Would he be willing to show it in the Championship if Hull did end up there next season? "Yes, definitely. I'm staying here. I signed for four years with Hull. If we went down I'd stay and try and get promoted back."

This is something Bullard would probably be good at. His arrival from Peterborough in 2003 coincided with Wigan's rise from the third tier to the Premier League in three years. And it was during that first season in the Premier League that the Bullard personality first began to make a wider impression. Famously he pretended to run the length of the pitch to score a goal while the floodlights had failed during a Carling Cup tie against Arsenal, an incident that went on to become part of any Jimmy Bullard YouTube top 10: a compilation of high jinks that includes leapfrogging a pile of Everton players during a goalmouth scramble and confusing an enraged Duncan Ferguson by grinning cheekily and trying to make friends. This season there was the on-field reprise of Brown's half-time team talk after Bullard had scored against Manchester City.

"I wouldn't have done that if we were 4-0 down," he says. "You could see the Man City fans having a laugh about it and for me that's what it's all about. Phil Brown was fine with it. He's been great with me. It just put that whole situation to bed."

Even the late-breaking news that Bullard was, earlier in the week, involved in an altercation with Nick Barmby that just happened to be witnessed by 100 members of the Women's Institute on an annual rally sounds typically Bullard: another incorrigible autobiography anecdote in the making.

It may be standard practice to attribute Bullard's cheerfulness to his late start in professional football. Released by Harry Redknapp at West Ham without playing in the first team, he played for non-league clubs before being picked up by Barry Fry at Peterborough, aged 22."I was a painter and decorator with my dad for three years," he says. "I had some great times but football outweighs it so much it's a joke. Now I just want to enjoy every minute I'm playing. I go to matches to watch players who entertain. I still watch old footage of Paul Gascoigne."

It is tempting to describe Bullard as a cut-price Gazza. But this would be unfair. He is more a PG-rated Gazza: Gazza with a brain and perhaps a bit less tortured divinity in his feet. Like Gascoigne, Bullard has suffered with injury, most notably to his cruciate ligament in September 2006, an injury that according to the surgeon Richard Steadman left his knee "looking like a bomb had gone off in it". Sixteen months of rehab followed, enough time for Bullard to develop his skills as a fisherman [he fished competitively and was signed by Dorking, "the Manchester United of fishing"], and also for some dark moments. "It was horrible to be honest," he says. "There were times I just couldn't face it, I walked to the gym door and I just had to turn round. I had some days where I couldn't do anything ..." He falls into silence but he cannot keep it up for long. "But then you just find a bit of inspiration, someone else might be injured and you have a joke with them, some little thing will spur you on."

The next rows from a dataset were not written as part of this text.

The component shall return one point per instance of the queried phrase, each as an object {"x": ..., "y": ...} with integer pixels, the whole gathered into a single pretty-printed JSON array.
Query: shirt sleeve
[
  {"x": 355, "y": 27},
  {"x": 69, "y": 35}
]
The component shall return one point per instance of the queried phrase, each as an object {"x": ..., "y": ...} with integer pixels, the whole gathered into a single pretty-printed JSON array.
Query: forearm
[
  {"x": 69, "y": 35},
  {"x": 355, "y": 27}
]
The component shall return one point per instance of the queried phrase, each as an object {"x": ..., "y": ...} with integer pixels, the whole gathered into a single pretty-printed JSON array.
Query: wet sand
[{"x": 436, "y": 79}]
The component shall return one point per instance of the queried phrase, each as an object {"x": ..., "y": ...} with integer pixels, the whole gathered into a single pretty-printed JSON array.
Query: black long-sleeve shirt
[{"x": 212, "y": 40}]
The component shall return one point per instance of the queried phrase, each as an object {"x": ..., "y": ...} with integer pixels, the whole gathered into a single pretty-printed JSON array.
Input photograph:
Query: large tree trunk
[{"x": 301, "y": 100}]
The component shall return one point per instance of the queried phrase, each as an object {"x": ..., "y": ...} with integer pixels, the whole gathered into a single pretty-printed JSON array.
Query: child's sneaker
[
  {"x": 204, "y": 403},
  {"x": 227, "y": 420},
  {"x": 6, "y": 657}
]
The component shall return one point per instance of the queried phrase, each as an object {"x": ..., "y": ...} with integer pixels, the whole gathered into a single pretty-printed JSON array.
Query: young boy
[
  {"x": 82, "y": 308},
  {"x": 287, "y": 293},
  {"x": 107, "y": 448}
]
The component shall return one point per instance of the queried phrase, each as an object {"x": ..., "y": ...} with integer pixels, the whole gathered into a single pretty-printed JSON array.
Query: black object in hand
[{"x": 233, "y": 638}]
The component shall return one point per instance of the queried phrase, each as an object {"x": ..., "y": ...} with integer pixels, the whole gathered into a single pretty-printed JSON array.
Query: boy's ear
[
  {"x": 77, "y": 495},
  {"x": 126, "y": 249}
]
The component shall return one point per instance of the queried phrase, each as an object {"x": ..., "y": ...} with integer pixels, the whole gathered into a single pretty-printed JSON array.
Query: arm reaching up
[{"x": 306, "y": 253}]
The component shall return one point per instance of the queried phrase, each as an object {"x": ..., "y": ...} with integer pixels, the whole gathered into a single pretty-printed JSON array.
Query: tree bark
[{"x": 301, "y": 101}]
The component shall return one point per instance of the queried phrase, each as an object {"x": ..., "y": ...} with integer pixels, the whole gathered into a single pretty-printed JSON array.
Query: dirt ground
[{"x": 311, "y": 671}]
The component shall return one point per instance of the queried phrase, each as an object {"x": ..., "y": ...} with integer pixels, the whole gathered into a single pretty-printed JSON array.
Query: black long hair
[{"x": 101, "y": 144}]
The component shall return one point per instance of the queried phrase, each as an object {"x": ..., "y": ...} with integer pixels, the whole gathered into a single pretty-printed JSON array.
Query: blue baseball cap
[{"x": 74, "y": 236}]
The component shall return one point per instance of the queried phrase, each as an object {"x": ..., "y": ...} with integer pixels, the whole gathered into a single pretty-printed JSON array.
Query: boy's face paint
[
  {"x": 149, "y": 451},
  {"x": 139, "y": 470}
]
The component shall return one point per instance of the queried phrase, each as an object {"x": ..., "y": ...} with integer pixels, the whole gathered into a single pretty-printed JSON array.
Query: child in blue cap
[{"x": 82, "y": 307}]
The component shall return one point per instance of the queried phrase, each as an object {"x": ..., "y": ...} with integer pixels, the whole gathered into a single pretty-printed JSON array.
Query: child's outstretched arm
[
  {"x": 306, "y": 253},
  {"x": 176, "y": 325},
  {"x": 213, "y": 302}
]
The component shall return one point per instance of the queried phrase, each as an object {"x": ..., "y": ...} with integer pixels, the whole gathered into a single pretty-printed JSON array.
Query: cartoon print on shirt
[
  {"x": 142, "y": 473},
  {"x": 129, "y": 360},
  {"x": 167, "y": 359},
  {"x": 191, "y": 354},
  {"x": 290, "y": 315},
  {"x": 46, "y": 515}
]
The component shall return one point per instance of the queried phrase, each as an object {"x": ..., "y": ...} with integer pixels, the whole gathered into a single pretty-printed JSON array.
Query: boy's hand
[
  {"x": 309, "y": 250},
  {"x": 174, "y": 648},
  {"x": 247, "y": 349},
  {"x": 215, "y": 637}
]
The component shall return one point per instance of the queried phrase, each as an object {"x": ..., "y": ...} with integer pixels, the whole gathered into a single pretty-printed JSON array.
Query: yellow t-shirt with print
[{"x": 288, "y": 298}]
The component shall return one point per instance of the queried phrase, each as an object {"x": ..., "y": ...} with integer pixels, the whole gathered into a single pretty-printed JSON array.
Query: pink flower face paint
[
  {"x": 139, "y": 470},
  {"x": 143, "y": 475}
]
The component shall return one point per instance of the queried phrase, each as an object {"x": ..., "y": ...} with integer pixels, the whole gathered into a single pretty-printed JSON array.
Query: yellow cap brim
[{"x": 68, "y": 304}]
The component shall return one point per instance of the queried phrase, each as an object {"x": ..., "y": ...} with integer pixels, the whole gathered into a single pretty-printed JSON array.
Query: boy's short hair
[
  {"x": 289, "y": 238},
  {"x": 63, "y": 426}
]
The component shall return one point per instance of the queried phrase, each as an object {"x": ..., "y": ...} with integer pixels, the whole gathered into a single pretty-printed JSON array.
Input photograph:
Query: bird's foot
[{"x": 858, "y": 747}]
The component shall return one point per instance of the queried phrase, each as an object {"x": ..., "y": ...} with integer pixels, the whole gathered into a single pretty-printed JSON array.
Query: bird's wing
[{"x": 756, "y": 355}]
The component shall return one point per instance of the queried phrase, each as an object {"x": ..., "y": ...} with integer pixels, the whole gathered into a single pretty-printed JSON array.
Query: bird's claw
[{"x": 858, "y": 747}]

Spurring on is, of course, a big part of the Bullard shtick. This is what Brown, not to mention Hull's fans, will expect. Does he feel the pressure of being so available, so chirpy, so good in the dressing room? "No. I don't feel that kind of pressure. Anyway, I have had some ding-dongs with team-mates. That's just football. You shake hands, you get on with it. You might feel unhappy for a bit but it passes."

Is it never difficult just being Jimmy Bullard? "No mate. It's easy."